I tend to neglect the book of Revelation. We tend to think of it as a book regarding the future, and, frankly, I seem to think I need something to help get me through the here and now when I read the words of God. So, after much time, I decided to open the neglected book, if for no other reason, it seemed like a good thing to do. And right there in the second chapter, Jesus speaks to the churches. These were real churches in the time the Apostle John penned his vision. Also, some think they could be interpreted to a declining universal Church through the ages. Regardless, it seems to me that we can approach the letters with the attitude, “If the shoe fits…”
The first church Jesus addresses is the congregation at Ephesus:
Jesus praises them for their hard work, perseverance, and for evaluating and recognizing false teachers, the Nicolaitans. The Nicolaitans were a sect of false teachers in the very early church. They were known compromising with the pagan culture, proclaiming that their spiritual liberty gave them leeway to practice idolatry and immorality” (NIV Study Bible notes).
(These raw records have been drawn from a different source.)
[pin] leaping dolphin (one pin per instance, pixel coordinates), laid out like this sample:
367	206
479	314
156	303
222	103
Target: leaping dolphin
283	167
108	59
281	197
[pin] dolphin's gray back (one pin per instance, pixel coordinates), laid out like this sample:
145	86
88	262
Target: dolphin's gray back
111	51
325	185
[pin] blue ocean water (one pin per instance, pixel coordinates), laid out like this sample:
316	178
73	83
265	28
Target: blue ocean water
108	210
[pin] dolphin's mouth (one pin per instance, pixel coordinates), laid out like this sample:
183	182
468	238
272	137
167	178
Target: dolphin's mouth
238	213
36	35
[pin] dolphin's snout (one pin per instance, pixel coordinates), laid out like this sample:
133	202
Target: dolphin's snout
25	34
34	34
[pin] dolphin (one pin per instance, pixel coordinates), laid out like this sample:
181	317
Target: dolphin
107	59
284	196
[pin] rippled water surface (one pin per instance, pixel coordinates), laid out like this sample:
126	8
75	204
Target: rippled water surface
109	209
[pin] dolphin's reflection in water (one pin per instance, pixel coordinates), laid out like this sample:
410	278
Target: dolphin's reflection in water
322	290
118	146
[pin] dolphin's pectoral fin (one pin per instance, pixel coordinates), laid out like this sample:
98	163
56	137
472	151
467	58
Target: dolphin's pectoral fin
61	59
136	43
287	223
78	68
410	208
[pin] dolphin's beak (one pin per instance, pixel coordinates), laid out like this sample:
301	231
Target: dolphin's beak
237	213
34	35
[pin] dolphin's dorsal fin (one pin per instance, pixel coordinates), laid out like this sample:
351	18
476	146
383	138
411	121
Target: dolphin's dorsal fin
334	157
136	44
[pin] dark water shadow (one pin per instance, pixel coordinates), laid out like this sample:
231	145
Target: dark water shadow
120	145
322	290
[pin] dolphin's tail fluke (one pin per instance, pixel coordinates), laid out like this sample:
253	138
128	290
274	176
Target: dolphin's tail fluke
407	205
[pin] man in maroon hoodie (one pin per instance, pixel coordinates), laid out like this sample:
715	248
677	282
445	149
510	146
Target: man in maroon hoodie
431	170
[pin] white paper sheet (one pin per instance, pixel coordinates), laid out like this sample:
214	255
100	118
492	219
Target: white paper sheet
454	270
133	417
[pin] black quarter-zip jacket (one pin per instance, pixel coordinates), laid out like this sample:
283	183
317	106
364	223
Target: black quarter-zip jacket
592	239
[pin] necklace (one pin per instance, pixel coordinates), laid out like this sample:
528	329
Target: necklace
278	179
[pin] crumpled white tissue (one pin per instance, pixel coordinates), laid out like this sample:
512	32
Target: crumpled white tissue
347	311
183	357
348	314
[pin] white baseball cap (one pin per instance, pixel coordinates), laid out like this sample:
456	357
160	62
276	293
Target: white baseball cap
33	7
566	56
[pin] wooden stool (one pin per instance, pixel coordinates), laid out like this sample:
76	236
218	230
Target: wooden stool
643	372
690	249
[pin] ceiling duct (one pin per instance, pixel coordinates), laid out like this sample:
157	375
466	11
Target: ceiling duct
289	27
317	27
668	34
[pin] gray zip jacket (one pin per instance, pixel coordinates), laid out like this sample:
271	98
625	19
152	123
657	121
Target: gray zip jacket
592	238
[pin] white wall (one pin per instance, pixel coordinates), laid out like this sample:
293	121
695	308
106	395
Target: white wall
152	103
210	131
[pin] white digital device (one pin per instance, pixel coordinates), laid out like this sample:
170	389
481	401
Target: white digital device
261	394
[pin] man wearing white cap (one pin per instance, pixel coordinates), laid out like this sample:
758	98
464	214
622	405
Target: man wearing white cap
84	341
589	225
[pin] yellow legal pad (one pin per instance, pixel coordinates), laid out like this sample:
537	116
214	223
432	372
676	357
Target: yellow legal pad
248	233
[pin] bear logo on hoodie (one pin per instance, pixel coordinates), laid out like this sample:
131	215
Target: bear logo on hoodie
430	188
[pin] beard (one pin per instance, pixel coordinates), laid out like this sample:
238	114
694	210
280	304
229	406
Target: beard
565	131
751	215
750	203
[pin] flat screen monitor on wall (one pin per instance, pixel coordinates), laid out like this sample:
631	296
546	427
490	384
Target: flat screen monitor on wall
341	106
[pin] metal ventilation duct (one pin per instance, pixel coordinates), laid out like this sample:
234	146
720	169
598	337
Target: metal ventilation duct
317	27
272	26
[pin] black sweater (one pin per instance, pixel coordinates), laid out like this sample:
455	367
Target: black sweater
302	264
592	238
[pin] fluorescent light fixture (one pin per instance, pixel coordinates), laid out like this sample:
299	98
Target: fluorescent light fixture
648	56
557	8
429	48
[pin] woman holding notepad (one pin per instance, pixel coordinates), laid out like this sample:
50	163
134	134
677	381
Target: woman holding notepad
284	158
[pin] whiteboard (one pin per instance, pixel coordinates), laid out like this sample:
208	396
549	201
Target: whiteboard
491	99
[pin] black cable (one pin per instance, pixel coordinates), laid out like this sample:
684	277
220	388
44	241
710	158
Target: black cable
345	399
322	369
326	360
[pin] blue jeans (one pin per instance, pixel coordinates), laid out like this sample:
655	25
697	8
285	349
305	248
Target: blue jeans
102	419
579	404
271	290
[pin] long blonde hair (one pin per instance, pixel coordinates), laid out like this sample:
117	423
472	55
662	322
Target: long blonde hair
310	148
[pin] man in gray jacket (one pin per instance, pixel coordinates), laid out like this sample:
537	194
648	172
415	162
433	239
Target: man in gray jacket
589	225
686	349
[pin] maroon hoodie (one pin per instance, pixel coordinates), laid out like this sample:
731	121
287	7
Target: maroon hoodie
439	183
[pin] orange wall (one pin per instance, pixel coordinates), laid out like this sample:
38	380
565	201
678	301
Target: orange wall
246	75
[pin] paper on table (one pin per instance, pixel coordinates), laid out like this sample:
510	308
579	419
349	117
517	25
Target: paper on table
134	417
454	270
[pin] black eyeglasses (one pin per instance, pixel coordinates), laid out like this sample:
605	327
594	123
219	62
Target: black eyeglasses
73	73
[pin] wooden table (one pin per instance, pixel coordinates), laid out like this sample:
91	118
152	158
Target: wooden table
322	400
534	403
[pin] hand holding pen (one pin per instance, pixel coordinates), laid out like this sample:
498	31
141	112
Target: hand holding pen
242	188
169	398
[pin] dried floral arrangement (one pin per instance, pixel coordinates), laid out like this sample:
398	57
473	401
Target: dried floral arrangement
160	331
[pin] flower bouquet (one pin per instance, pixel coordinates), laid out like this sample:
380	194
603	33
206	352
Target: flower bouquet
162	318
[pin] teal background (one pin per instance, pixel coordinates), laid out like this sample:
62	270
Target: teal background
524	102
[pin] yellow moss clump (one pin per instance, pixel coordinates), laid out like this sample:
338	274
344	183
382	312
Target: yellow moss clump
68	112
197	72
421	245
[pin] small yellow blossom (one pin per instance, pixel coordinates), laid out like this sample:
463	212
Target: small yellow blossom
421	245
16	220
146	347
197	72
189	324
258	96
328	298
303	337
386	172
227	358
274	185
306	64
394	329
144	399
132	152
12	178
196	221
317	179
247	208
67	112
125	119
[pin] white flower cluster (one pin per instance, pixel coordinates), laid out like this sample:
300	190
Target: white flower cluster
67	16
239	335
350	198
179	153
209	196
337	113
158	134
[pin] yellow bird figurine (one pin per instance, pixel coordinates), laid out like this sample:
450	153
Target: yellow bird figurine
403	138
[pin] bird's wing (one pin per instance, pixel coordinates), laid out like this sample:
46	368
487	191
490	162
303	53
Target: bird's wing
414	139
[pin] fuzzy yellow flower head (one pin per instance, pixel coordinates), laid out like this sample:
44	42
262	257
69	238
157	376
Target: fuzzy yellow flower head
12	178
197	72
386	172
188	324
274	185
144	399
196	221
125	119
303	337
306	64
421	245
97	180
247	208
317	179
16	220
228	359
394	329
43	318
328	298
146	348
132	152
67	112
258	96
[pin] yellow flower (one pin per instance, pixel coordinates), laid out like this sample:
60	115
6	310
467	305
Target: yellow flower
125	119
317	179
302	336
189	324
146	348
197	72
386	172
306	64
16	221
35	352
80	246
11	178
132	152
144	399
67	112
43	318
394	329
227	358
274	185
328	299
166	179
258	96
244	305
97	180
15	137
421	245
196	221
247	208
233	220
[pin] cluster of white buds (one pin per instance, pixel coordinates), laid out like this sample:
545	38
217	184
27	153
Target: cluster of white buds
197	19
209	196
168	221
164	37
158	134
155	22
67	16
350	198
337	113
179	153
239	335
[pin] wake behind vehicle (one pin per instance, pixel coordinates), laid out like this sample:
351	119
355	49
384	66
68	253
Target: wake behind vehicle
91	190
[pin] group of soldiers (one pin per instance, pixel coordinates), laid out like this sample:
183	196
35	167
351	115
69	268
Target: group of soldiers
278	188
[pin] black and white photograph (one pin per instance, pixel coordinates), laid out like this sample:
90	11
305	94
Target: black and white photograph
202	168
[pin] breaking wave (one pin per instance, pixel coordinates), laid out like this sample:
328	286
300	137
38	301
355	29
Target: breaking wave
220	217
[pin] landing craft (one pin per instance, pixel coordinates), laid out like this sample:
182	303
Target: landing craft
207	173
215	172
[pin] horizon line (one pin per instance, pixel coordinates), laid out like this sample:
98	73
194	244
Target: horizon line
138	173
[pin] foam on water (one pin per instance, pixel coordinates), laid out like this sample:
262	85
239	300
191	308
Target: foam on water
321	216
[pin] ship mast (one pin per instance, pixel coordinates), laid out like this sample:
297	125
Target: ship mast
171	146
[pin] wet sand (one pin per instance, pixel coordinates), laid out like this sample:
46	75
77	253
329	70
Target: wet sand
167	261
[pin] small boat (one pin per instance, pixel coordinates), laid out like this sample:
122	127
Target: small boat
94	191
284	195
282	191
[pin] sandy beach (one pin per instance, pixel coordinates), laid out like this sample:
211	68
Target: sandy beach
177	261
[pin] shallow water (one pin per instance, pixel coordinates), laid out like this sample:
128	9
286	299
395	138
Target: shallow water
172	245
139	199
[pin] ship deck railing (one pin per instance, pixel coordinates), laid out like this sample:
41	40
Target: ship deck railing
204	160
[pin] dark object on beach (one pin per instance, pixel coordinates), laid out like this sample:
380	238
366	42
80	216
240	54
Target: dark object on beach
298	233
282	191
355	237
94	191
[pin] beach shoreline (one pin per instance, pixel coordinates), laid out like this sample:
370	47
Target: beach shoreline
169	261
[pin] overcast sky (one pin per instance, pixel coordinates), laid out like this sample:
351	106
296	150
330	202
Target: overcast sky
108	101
Similar to today, we see people who want to claim the name of Christ, yet not live a life prescribed in Scripture. I think it probably came about logically, as such things often do. There was the accusation of legalism. There was the recognition of freedom in Christ. Yet, people have a difficult time maintaining balance, and the tension between living in the world and not being of it is ever present for all of us.
Freedom became license and license became rejection of some of the basic tenants of the worship of the one True God in the presence and practice of all types of idolatry from Genesis right down to the here and now.
The Nicolaitans did not spring from without; the false perspective was bred right in the Church—perhaps from the church in Jerusalem itself.
Right here in Revelation 1, Jesus states not that He hates the Nicolaitans, but their practices; and the church at Ephesus was commended for their recognition and stand against the false teaching. It’s always a danger to interpret Scripture through the lens of culture instead of interpreting culture through the lens of Scripture.
If we believe the Bible to be the very Words of God—and we do—we must maintain a practice of the later, regardless of the difficulty. And difficult it really is because we also must be sure that we are correctly interpreting the Words of Truth. We naturally tend to interpret Scripture through our lens instead of God’s. Oh, to approach Scripture with the attitude of “teach me your ways, oh Lord.”
Jesus simply ends by stating, “He who has an ear, let him hear what the Sprit (God) says to the churches” (Rev. 2:7).
Let us search the Bible to know God better and with the desire to follow Him, for He alone can redeem us. And, He alone can reveal the Words of Life.